Forget them. Pay attention and segment the people who care a lot about what you do. This is huge.
Segmentation tools we recommend:
In order to send content that responds to the interests of your individual donors, you have to segment your donors into strategic lists. Use Google Analytics and content marketing to keep track of your donor engagement trends. By segmenting donors into specific lists based on how they initially signed up and when they engage, you can gain a better understanding of what motivates them to contribute to your organization and continue to tailor your asks and your content accordingly.
A/B test your donation page
If we’re talking about donation pages we must be talking about A/B testing. The fact that you can have a page perform 20% better just by figuring out the right order of message, photo, and form? Wow. Don’t stop A/Believin’.

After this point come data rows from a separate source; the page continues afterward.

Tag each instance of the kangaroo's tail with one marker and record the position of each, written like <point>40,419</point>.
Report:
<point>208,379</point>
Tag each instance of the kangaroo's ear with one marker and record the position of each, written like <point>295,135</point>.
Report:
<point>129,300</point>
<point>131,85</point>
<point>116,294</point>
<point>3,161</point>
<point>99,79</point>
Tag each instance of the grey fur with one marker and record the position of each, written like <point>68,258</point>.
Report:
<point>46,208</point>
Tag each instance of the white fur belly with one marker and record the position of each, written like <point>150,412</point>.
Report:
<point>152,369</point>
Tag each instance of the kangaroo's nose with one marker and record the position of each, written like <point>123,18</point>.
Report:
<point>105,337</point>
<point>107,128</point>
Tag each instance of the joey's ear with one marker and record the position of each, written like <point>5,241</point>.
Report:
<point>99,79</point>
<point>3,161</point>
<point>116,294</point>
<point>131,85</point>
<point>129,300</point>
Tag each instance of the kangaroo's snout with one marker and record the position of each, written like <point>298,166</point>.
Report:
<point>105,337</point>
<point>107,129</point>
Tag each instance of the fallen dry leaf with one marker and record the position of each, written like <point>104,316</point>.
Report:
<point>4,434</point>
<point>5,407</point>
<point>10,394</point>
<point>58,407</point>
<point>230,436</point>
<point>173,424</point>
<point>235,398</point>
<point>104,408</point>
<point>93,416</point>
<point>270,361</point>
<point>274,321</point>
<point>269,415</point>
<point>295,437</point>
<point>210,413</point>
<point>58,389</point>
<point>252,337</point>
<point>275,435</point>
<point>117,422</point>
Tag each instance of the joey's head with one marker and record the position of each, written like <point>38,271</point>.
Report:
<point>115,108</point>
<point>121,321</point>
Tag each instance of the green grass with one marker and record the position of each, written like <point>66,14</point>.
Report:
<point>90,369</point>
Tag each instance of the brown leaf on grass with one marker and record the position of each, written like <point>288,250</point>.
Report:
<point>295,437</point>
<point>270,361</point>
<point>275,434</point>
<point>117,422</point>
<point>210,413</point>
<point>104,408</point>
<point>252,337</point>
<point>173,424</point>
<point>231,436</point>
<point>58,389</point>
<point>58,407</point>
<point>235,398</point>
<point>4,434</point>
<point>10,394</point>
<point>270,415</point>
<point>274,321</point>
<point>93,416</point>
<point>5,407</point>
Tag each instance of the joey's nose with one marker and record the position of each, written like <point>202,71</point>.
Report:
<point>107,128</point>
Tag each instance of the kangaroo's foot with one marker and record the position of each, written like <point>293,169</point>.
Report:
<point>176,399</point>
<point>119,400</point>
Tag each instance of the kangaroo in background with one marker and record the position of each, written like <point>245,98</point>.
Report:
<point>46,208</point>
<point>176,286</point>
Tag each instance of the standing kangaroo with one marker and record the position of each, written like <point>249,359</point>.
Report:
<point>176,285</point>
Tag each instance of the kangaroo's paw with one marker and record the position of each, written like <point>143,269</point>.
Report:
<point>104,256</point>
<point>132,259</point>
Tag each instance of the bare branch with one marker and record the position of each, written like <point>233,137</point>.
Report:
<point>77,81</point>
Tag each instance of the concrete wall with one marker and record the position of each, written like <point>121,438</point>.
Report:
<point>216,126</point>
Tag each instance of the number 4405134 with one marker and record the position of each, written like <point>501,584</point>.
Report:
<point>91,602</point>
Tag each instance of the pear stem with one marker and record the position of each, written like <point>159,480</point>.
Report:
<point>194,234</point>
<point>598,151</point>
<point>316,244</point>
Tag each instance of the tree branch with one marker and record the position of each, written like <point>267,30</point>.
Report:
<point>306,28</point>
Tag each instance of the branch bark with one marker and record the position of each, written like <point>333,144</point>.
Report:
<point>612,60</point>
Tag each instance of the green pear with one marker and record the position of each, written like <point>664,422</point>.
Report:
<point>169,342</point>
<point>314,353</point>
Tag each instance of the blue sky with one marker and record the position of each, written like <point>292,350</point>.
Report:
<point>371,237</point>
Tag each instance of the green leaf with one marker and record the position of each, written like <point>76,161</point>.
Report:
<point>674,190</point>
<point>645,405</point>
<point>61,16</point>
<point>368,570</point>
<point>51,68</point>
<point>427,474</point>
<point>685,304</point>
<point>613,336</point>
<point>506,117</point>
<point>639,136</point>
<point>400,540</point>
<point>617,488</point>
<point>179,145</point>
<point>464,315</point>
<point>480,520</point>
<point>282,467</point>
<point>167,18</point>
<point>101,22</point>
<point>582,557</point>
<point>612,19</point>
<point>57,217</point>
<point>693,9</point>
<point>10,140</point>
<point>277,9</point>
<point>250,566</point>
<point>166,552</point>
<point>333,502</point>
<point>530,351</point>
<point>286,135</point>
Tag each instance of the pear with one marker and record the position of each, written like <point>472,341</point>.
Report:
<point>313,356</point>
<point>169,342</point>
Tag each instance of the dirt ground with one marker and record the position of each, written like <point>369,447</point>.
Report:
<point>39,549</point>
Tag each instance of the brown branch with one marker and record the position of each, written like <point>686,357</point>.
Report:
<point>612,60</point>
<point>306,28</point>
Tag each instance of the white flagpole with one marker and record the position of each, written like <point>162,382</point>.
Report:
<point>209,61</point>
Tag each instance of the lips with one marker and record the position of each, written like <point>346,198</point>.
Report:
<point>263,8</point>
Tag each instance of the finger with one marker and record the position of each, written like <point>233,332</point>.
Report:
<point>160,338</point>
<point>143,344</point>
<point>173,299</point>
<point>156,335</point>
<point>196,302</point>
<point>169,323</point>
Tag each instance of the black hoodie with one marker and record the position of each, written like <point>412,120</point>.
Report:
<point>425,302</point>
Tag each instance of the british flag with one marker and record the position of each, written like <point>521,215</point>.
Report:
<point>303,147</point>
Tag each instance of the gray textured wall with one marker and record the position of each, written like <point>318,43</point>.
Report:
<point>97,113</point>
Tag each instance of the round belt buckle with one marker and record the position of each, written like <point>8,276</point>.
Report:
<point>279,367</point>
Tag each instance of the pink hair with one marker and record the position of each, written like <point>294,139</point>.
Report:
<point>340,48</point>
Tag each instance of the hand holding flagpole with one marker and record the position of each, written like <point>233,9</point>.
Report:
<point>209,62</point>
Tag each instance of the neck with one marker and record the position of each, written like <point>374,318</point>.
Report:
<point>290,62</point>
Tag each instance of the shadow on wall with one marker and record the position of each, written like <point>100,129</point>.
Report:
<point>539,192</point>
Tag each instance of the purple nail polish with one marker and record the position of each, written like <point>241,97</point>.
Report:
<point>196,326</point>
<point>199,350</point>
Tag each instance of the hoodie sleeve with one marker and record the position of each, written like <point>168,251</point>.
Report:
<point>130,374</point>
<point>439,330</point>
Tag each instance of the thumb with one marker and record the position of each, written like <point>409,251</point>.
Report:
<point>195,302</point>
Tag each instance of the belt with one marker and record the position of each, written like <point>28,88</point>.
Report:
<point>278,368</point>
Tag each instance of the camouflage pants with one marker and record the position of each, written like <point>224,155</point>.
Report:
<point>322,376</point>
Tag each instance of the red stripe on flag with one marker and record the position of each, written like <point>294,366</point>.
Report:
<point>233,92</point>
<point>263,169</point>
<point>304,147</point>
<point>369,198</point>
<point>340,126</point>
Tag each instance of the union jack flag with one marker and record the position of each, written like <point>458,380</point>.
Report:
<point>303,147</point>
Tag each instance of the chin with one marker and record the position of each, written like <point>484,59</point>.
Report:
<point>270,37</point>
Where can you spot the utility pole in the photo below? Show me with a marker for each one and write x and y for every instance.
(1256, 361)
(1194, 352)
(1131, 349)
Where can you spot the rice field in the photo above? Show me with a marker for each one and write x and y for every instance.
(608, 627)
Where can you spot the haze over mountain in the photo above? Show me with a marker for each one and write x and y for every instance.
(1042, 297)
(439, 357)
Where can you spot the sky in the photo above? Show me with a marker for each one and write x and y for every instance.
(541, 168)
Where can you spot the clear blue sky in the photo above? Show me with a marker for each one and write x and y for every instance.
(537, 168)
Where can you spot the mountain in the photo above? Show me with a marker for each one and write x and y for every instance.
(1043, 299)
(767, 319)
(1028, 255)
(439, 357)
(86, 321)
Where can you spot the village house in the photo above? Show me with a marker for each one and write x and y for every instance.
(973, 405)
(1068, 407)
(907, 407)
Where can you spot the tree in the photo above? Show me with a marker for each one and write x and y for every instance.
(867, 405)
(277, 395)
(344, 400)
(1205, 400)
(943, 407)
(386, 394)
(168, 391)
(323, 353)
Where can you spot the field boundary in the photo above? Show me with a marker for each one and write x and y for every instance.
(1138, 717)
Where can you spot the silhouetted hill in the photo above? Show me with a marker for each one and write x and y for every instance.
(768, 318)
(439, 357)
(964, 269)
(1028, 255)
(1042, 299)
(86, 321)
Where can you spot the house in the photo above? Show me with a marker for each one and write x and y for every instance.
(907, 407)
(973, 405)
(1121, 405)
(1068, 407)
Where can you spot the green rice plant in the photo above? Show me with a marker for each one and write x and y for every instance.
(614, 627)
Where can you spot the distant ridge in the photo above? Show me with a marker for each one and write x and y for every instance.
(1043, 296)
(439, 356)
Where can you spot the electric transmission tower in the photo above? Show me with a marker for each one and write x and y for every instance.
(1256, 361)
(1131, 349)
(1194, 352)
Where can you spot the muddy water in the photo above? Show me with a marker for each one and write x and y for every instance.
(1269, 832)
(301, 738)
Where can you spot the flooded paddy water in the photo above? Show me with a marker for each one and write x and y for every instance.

ABABT = Always Be A/B Testing.
Step 2.5: Crowdfunding and Peer-to-Peer Fundraising
Don’t just ask for a click. That’s lazy. Ask for more from people that care! There are plenty of team fundraising tools our there, and different ways to leverage crowdfunding and peer-to-peer fundraising — which, by the way, are two different things.
Step 3: Thank your donors. Seriously.
Say it. It’s not that hard. If somebody has given you money, that means that they’re likely willing to give again. Take advantage of this by saying, “Thank you.” Retaining a donor is far more valuable than acquiring a new one.
Step 4: The most important question: Did it work?
If you’ve done all of the above but skipped this step, you just wasted a lot of valuable time. You must measure how effective your digital fundraising activities are.
At the end of the year or quarter or campaign, you’ll have to do some real data analysis: What types of donors do you have? What is their giving pattern? Did you get 17% of your donations in December?